Error Handling in ASP.NET MVC

How can I correctly handle exceptions thrown from controllers in ASP.NET MVC? The HandleError attribute seems to only process exceptions thrown by the MVC infrastructure and not exceptions thrown by my own code.

Using this web.config

<customErrors mode="On">
    <error statusCode="401" redirect="/Errors/Http401" />
</customErrors>

with the following code

namespace MvcApplication1.Controllers
{
    [HandleError]
    public class HomeController : Controller
    {
        public ActionResult Index()
        {
            // Force a 401 exception for testing
            throw new HttpException(401, "Unauthorized");
        }
    }
}

doesn't result in what I was hoping for. Instead I get the generic ASP.NET error page telling me to modify my web.config to see the actual error information.
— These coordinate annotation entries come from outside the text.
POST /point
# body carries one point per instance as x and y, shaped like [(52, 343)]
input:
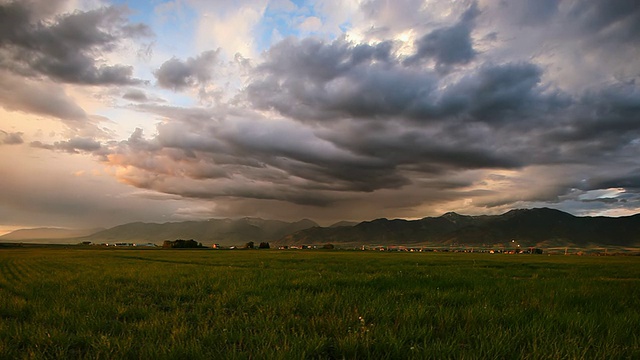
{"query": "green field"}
[(268, 304)]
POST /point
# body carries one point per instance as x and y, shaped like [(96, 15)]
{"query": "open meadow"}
[(269, 304)]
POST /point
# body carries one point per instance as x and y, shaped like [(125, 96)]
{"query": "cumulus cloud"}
[(75, 145), (177, 74), (450, 45)]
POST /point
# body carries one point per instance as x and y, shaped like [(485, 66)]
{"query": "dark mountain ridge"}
[(528, 227), (215, 231)]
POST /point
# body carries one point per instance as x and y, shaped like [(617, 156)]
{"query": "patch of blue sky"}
[(140, 11), (278, 23)]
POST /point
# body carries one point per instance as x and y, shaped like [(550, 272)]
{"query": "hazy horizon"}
[(116, 111)]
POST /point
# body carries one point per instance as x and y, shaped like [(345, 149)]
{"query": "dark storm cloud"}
[(68, 47), (13, 138), (314, 80), (177, 74), (43, 98), (603, 20), (448, 45)]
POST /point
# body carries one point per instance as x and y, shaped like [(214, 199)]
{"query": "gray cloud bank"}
[(343, 129)]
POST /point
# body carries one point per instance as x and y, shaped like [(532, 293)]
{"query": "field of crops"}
[(269, 304)]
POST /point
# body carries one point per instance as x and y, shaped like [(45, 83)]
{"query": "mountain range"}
[(540, 227), (527, 227)]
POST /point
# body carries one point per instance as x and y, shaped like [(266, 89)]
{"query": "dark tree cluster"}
[(181, 244)]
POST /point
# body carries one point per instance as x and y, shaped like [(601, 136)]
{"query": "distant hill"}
[(344, 223), (45, 234), (225, 232), (530, 227)]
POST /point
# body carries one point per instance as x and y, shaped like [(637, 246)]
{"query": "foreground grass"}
[(288, 304)]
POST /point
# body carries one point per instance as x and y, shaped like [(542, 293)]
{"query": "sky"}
[(120, 111)]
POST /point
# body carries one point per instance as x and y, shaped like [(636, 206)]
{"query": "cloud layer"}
[(413, 110)]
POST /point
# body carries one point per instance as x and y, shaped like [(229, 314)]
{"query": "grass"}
[(181, 304)]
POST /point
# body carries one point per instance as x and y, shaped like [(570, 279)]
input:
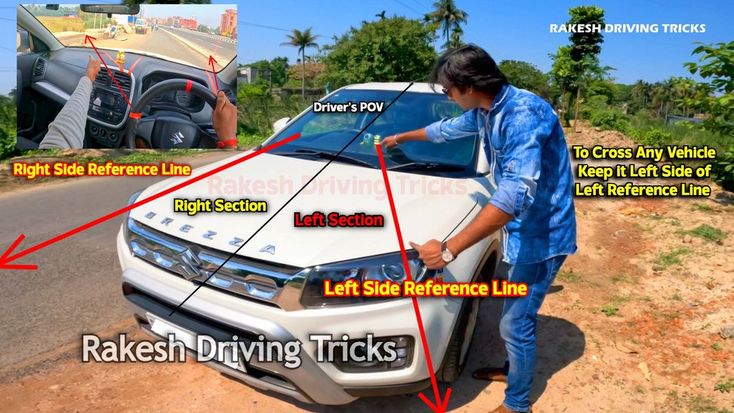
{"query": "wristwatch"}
[(446, 255)]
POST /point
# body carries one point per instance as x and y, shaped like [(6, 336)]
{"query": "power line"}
[(421, 5), (409, 7), (264, 26)]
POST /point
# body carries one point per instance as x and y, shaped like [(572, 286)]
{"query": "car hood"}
[(428, 207)]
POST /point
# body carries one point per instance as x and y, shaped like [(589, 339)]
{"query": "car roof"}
[(419, 87)]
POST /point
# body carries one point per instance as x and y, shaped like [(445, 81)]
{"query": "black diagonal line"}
[(291, 198), (462, 220)]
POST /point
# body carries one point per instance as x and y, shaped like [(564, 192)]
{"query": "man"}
[(525, 145), (67, 129)]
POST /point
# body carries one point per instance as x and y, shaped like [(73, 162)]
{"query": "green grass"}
[(673, 257), (701, 207), (700, 404), (245, 140), (568, 276), (708, 233), (609, 310), (725, 387), (612, 308)]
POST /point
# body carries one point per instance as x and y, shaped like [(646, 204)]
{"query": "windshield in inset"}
[(182, 33)]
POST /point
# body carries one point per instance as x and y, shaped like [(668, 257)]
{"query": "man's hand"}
[(430, 254), (93, 68), (390, 141), (224, 118)]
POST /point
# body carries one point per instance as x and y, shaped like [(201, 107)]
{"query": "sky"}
[(508, 30), (208, 14), (516, 30)]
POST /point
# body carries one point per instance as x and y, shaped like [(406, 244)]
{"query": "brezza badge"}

However, if instead of throwing an exception I return an invalid View, I get the /Shared/Views/Error.aspx page:

return View("DoesNotExist");

Throwing exceptions within a controller like I've done above seems to bypass all of the HandleError functionality, so what's the right way to create error pages and how do I play nice with the MVC infrastructure?


Solution 1:

Controller.OnException(ExceptionContext context). Override it.

protected override void OnException(ExceptionContext filterContext)
{
    // Bail if we can't do anything; app will crash.
    if (filterContext == null)
        return;
        // since we're handling this, log to elmah

    var ex = filterContext.Exception ?? new Exception("No further information exists.");
    LogException(ex);

    filterContext.ExceptionHandled = true;
    var data = new ErrorPresentation
        {
            ErrorMessage = HttpUtility.HtmlEncode(ex.Message),
            TheException = ex,
            ShowMessage = !(filterContext.Exception == null),
            ShowLink = false
        };
    filterContext.Result = View("ErrorPage", data);
}

Solution 2:

Thanks to kazimanzurrashaid, here is what I wound up doing in Global.asax.cs:

protected void Application_Error()
{
    Exception unhandledException = Server.GetLastError();
    HttpException httpException = unhandledException as HttpException;
    if (httpException == null)
    {
        Exception innerException = unhandledException.InnerException;
        httpException = innerException as HttpException;
    }

    if (httpException != null)
    {
        int httpCode = httpException.GetHttpCode();
        switch (httpCode)
        {
            case (int) HttpStatusCode.Unauthorized:
                Response.Redirect("/Http/Error401");
                break;
        }
    }
}

I'll be able to add more pages to the HttpContoller based on any additional HTTP error codes I need to support.

Solution 3:

The HandleError attribute seems to only process exceptions thrown by the MVC infrastructure and not exceptions thrown by my own code.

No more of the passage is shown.